In early April, first lady Melania Trump made masks mandatory in the East Wing and in the residence, her chief of staff, Stephanie Grisham, told CNN.

That’s sort of the right thing – the masked workers got halfway to safety. But unlike the cashiers at my local Safeway or the receptionists at my kids’ dentist, the folks working for the Trumps don’t get the mutual benefit of both parties protecting themselves. Masks still weren’t mandatory for everyone in the White House.

So throughout the pandemic, the workers sworn to protect, care for and defend the Trump family got no protection from them.

The coronavirus came into the workers’ orbit early.

At the start of May, when the U.S. death toll from COVID-19 was 78,000, the president’s personal valet tested positive, as did Vice President Mike Pence’s spokeswoman, Katie Miller.

In May, former White House butler Wilson Roosevelt Jerman, who served 11 presidents, died of COVID-19 at 91.

“He was the first person we saw in the morning when we left the residence and the last person we saw each night when we returned,” George and Laura Bush said in a statement after Jerman’s death.

It was a moment to remember that someone in that storied residence is another butler who every morning and night greets the Trumps – along with all the germs the president and his family might have encountered with their maskless faces.

For a while, most of the White House staffers who contracted COVID-19 – like Trump’s national security adviser, Robert O’Brien, who tested positive in July, when the U.S. death toll was more than 150,000 – were the ones who worked in the executive office buildings, not in the residence.

Still, Trump refused to wear a mask.

In August, when the U.S. COVID-19 death toll reached 180,000, Trump paraded more than 1,000 people through the growing levels of barricades around the White House onto the lawn for a Republican National Convention rally in August. There were very few masks in sight.

And while the chalk drawings and bouquets memorializing deceased Supreme Court Justice Ruth Bader Ginsburg were still bright Sept. 26, Trump packed more than 150 guests into the Rose Garden to formally introduce the woman he wants as her replacement, Judge Amy Coney Barrett.

That may have been the event that was the superspreader. And now there’s a growing list of Trump’s inner circle who have contracted COVID-19 – Monday morning it was press secretary Kayleigh McEnany. The nationwide COVID-19 death toll is 210,000.

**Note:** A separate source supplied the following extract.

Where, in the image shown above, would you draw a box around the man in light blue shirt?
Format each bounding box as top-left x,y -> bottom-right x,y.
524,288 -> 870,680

And while the White House staff had to wonder for months whether they would be exposed to the coronavirus, they now know it for sure, as Melania Trump remained at the residence after testing positive and Trump announced he would return Monday evening.

The White House staff members and Secret Service agents do not get the option of trying to dodge this illness. They have endured political upheaval and the quirks of many administrations, most of them giving them the respect and gratitude they deserve.

They will continue to care for the president, even when he refuses to return the favor.